Tuesday, May 06, 2003
At some point in your busy schedule make a note to read the important material posted this week on the Daily Howler regarding past and current press spinning of the Bush military record. Bob Somerby’s site is a must read for anyone appalled by the Bush costume sea drama and the press glorification of it.
God of the Sea
Iraq Museum Collection
According to reports from the VOA and the BBC, Attorney General John Ashcroft has contradicted General Tommy Franks (see April 28, 2003 post) by telling an Interpol conference in Lyon, France that; “criminal gangs were likely behind the looting of historical treasures during the war in Iraq…Regardless of how sophisticated these criminals are... the US law enforcement and our colleagues at Interpol will not rest until the stolen Iraqi artifacts are returned to their rightful place: the public museums and libraries of Iraq,"

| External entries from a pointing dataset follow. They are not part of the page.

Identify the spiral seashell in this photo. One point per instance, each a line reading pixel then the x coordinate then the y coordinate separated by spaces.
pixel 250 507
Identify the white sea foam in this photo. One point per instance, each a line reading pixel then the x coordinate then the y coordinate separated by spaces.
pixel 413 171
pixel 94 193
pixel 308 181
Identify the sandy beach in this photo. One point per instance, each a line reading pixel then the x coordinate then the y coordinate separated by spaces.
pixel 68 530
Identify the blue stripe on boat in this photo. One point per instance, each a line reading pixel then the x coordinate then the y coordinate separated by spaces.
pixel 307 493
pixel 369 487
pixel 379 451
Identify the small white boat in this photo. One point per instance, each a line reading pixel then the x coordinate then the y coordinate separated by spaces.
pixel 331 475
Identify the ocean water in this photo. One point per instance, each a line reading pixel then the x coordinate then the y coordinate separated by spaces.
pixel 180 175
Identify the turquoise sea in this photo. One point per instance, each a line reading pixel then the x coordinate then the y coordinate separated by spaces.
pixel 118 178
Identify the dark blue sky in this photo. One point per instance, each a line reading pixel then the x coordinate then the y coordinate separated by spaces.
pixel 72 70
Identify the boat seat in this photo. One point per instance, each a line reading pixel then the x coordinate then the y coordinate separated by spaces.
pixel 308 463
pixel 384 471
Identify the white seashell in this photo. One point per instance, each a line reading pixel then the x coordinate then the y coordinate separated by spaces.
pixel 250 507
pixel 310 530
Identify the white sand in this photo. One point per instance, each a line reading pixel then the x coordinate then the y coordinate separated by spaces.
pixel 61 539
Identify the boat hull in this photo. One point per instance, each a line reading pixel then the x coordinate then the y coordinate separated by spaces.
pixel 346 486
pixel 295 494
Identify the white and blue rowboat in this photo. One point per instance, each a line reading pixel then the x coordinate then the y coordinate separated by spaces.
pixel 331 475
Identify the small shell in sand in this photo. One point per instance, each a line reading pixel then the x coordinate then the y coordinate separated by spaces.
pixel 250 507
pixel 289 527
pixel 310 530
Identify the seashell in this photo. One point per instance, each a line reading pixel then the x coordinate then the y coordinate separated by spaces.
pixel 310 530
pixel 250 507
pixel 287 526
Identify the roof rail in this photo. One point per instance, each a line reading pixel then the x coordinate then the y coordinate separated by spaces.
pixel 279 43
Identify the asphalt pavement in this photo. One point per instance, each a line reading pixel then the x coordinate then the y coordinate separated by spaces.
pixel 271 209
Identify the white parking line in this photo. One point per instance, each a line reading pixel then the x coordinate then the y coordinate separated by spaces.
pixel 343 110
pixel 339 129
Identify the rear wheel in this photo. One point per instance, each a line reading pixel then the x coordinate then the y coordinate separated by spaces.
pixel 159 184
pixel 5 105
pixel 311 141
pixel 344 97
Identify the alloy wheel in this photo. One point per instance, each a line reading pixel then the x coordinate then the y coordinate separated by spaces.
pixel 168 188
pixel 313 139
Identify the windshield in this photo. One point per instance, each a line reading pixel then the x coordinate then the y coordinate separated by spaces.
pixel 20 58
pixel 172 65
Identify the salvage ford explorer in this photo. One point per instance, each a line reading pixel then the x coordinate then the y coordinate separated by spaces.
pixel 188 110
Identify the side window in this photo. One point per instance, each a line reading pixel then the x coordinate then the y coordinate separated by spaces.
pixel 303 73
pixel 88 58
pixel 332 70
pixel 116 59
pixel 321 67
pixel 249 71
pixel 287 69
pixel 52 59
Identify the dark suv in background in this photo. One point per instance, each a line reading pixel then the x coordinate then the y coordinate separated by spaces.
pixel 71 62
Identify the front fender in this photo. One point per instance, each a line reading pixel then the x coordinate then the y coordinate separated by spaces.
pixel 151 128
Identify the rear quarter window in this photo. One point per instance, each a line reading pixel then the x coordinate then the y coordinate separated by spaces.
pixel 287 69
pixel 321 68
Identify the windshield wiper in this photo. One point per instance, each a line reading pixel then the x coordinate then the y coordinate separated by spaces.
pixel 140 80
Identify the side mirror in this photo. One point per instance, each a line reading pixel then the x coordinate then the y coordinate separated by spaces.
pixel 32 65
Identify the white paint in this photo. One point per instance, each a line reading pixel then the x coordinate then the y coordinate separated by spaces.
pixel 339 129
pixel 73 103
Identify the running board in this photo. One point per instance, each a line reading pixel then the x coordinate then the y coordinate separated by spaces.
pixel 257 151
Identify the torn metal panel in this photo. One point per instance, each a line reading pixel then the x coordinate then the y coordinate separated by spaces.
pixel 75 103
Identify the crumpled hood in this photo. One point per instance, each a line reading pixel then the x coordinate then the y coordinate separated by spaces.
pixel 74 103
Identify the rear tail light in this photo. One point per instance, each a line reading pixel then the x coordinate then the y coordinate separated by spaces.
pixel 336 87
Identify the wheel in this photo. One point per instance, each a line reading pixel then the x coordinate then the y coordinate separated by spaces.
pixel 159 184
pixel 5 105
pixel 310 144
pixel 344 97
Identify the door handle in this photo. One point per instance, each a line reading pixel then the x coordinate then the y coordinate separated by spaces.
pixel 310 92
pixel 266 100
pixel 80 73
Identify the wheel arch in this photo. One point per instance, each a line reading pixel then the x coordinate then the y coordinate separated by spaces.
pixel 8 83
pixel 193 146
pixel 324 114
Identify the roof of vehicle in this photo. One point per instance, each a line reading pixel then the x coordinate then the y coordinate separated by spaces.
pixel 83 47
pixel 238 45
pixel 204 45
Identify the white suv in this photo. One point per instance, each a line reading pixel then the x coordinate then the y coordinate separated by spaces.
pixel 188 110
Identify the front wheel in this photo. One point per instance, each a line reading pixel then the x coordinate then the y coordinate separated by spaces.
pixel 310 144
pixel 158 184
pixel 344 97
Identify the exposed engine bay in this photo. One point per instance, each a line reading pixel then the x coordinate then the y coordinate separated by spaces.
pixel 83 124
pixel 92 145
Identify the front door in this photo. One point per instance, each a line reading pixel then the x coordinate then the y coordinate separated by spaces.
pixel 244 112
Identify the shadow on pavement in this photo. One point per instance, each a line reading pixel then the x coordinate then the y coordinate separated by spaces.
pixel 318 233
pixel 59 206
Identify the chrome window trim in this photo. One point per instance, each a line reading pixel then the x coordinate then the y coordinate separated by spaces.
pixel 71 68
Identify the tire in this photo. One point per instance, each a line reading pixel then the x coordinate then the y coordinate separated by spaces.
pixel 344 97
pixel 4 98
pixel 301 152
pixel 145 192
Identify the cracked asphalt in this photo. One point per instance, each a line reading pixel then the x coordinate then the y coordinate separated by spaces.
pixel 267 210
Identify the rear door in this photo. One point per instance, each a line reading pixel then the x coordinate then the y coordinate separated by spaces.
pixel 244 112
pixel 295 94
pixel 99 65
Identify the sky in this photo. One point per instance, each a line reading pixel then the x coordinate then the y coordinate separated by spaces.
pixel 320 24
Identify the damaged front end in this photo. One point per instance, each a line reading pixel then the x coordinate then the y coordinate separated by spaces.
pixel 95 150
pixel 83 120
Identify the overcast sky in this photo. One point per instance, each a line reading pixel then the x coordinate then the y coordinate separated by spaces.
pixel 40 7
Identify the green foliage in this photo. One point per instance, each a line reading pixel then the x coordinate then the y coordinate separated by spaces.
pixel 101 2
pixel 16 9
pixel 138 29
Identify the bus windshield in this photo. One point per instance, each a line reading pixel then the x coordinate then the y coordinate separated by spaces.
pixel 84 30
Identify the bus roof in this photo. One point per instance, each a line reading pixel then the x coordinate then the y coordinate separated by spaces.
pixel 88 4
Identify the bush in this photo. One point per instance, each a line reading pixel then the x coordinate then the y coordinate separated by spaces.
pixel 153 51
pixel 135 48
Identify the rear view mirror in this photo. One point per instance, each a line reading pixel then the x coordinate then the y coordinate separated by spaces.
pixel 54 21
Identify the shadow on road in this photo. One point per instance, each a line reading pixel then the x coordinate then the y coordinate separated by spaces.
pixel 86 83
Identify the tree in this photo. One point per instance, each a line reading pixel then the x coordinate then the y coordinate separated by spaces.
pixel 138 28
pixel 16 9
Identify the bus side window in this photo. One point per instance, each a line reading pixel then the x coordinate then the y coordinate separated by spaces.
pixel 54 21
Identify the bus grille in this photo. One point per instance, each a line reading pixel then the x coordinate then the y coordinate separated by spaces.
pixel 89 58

The New York Times says, “a top British Museum official said yesterday that his Iraqi counterparts told him they had largely emptied display cases at the National Museum in Baghdad months before the start of the Iraq war, storing many of the museum's most precious artifacts in secure "repositories"…The official, John E. Curtis, curator of the Near East Collection at the British Museum, said he believed that American authorities now knew the locations of the artifact repositories but that as a precaution against further looting were not disclosing them.”
TheArtNewpaper.com has several interesting articles related to the Iraq Museum including the initial results of this past weekend’s Middle Eastern Art and Manuscript auction at Sotheby’s of London:
Fears that the market for Islamic art had been fatally weakened by the 11 September terrorist attacks and the Iraqi war were thoroughly trounced here on 29 and 30 April...two vastly rich Middle-Eastern buyers- Sheikh Saud al-Thani of Qatar and Sheikh Nasser of Kuwait- dominate this market...compete fiercely for the best pieces and have forced some to quite astonishing heights.
Sheikh al-Thani was assumed to be the anonymous telephone bidder who paid £1.12 million ($1.79 million) for an exquisite 13th-century Persian pencase, and £901,250 for a Hispano-Mauresque gilt-bronze fountainhead in the form of a cockerel...For many of the lots there were three, four or even more bidders, both on the telephone and in the room, prepared to go to high levels.